Georgia Mavrommati, an ecological economist at the University of Massachusetts-Boston, guides the deliberative valuation study. Richard B. Howarth, chair of environmental studies at Dartmouth College, is also a co-principal investigator in the EPA grant-funded research led by Calder. The researchers also will work with Clean Energy NH, an advocacy group supporting policies to achieve decarbonization in New Hampshire, to develop policy-relevant research products.
The solution
On its web page summarizing the project, the EPA states: "The main outputs of this work will be (1) a generalizable screening tool for impacts of renewable energy projects; (2) information on preferences and values among underserved communities regarding alternative decarbonization pathways; and (3) independent, community-driven characterizations of alternative renewable energy projects."

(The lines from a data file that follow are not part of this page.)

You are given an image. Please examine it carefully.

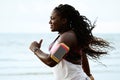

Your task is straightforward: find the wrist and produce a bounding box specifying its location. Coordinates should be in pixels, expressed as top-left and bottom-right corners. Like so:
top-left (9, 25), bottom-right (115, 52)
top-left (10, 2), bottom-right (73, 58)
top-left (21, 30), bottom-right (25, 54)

top-left (33, 47), bottom-right (39, 53)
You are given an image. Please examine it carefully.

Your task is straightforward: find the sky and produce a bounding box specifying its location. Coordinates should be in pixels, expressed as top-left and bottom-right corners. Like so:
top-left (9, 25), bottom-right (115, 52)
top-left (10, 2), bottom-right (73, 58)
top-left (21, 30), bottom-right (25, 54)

top-left (0, 0), bottom-right (120, 33)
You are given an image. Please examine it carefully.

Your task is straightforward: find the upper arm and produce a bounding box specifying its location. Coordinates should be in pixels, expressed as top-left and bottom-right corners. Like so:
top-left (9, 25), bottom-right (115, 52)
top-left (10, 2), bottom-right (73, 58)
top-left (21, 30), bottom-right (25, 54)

top-left (58, 32), bottom-right (77, 48)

Calder said the research team hopes that "blending simulation of tradeoffs and elicitation of community values and preferences" can be used to determine which renewable energy projects are selected among a list of imperfect options and how developers of those projects engage affected communities.
"Renewable energy plans are likely to be most successful if they are consistent with community values and when communities are presented with relevant information about benefits and impacts," Calder said. "This is true both in New England and elsewhere in the United States."